List of bodies of water in Bali
- Ayung River is a river that rises near Penulisan, on the rim of the Batur crater, and flows almost due south, passing west of Ubud in a deep gorge (overlooked by several five-star resorts) and emptying into the Badung Strait just north of Sanur. The Ayung is Bali's longest river, measuring approximately 75 kilometers from source to mouth. It is popular with white-water rafters, but its rapids do not exceed Level III. The Ayung has a relatively small drainage area, as most of its tributaries run in parallel valleys.
- Tukad Balian is a river that rises on the western slopes of Gunung Batukaru and flows in a southward curve to meet the Bali Strait. It has a length of approximately 33 km.
- Danau Batur is a crater lake that fills the south-eastern side of the Batur caldera. It is Bali's largest lake and has an area of approximately 18 square kilometers. Just as Gunung Agung is revered by Pura Besakih as Bali's largest mountain, Batur is revered by its own temple, Pura Ulun Danu Batur, as Bali's largest lake. Pura Batur is considered Bali's second-most important temple, after Besakih.
- Danau Bratan is a crater lake that lies in the southeastern part of the Bedugul caldera. It is almost square in shape and has an approximate area of 4 square kilometers. Danau Bratan is a holy lake in Balinese mythology, and is home to Pura Ulun Danu Bratan, one of Bali's most important temples.
- Danau Buyan is Bali's second-largest lake (4.5 square km), although it is quite shallow. It is situated below the northern rim of the Bedugul caldera. Unlike Batur and Bratan, Danau Buyan is not especially important in the Balinese religion.
- Tukad Ho, also known, especially in its upper reaches, as Yeh Ho, is a river flowing from the north slopes of Gunung Sengayang in a 180-degree curve, creating the valley between Gunung Adeng and Sengayang, before crossing the western section of Bali's southern plain and emptying into the Bali Strait. Tukad Ho drains large parts of Tabanan regency and is approximately 46 km in length.

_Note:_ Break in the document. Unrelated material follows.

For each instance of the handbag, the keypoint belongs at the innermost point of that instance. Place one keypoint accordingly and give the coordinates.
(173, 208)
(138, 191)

- Tukad Matan is a river that flows out of Gunung Batukaru's southern foothills, south across Tabanan regency, and into the Bali Strait. It is approximately 22 km long.
- Tukad Mendaum has its source on the northwestern rim of the Bedugul crater. From there it flows due west, past the village of Munduk (where it passes a fair-sized waterfall), curving north through the town of Banjar towards the Bali Sea. The Mendaum runs parallel to the Tukad Saba for much of its course, and is approximately 28 km long.

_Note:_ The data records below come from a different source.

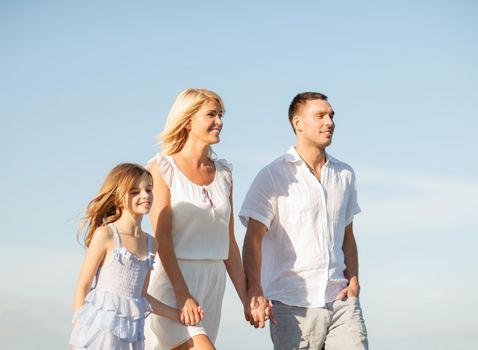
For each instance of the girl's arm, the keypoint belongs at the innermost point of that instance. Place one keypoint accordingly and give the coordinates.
(101, 243)
(160, 216)
(233, 263)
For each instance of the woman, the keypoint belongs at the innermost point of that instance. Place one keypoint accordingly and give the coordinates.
(192, 218)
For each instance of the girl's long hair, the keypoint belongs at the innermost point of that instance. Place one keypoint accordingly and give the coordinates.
(174, 135)
(108, 204)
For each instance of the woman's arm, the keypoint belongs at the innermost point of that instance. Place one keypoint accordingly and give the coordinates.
(161, 221)
(101, 243)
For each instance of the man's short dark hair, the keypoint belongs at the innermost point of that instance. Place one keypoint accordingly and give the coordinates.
(300, 99)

- Palasari Reservoir is a small, man-made lake along the Tukad Palareja. Its size fluctuates with the dry and wet seasons, but is usually around 0.3 square km in size.

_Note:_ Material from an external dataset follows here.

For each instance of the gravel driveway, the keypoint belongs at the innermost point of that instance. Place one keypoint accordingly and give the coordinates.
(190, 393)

- Tukad Saba is a significant river that originates on the northern slopes of Gunung Batukaru and flows at first in a westerly direction, then in a curve northward to empty into the Bali Sea near Seririt. In terms of drainage, the Saba is one of Bali's largest rivers and is the largest that empties along the north coast. The Saba has an approximate length of 36 km. As the Saba flows through the relatively arid area of Buleleng, it often dries to a trickle, especially during dry season. The Saba creates a large valley that allows easy access over Bali's mountain chain along one of the north-south roads.
- Danau Tamblingan is a small crater lake at the northwestern edge of Bedugul caldera. It is far smaller than the lakes it shares the caldera with (Buyan and Bratan), but is a popular one among hikers. There are at least 31 temples around the 115 hectares of Tamblingan lake, but recently the lake's water level frequently rise and flooded some houses due to worse of ecosystem.